Sophos urges Facebook to better protect its users

In an open letter, Internet security firm Sophos has given Facebook three suggestions to better protect its users.
Written by Emil Protalinski, Contributor on

Internet security firm Sophos has written an open letter to Facebook, asking the company to address some of the ongoing safety and privacy issues on the social network. The message is titled "An open letter to Facebook about safety and privacy" and is brief but to the point. It outlines three steps that Sophos believes Facebook should take to better protect its users:

  1. Privacy by default: no more sharing of information without your users' express agreement (opt-in). Whenever you add a new feature to share additional information about your users, you should not assume that they want this feature turned on.
  2. Vetted app developers: it is far too easy to become a developer on Facebook. With over 1 million app developers already registered on the Facebook platform, it is hardly surprising that your service is riddled with rogue applications and viral scams. Only vetted and approved third-party developers should be allowed to publish apps on your platform.
  3. HTTPS for everything: we welcome you recently introducing an HTTPS option, but you left it turned off by default. Worse, you only commit to provide a secure connection "whenever possible." Facebook should enforce a secure connection all the time, by default. Without this protection, your users are at risk of losing personal information to hackers.

The first and third suggestions are critical and really need to be implemented as soon as possible. As for the second suggestion, while I agree there definitely needs to be more oversight added to the app approval process, the sheer number of Facebook developers and apps makes the implementation of such a change much more difficult.

Toward the end of the letter, Sophos suggests that it's only a matter of time before Facebook will be legally accountable for protecting its users. As such, it urges the company to act sooner rather than later.

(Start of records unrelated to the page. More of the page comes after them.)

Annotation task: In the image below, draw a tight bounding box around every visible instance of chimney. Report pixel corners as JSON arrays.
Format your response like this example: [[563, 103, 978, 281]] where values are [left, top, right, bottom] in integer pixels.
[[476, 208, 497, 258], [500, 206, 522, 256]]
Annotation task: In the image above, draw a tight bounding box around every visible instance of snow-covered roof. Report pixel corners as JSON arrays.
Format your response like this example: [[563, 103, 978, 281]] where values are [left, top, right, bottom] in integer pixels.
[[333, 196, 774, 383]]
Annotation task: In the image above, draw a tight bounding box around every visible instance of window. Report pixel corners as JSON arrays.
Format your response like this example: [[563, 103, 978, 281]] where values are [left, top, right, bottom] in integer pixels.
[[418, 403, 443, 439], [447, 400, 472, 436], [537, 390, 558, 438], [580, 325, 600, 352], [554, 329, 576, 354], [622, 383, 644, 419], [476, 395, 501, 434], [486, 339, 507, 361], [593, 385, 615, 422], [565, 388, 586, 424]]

Sophos frequently posts about scams propagating on Facebook, some of which I've also written about in order to warn readers. It looks like the security company has concluded that enough is enough. Facebook's servers and login system have a solid track record when it comes to security, and so the real security threats are from phishing scams and rogue Facebook apps.

There is no way that spam, malware, and phishing will ever be eliminated from Facebook – the social network is much too large and the practice is thus way too profitable. Scammers will always come up with a new set of tricks, as they do on other platforms.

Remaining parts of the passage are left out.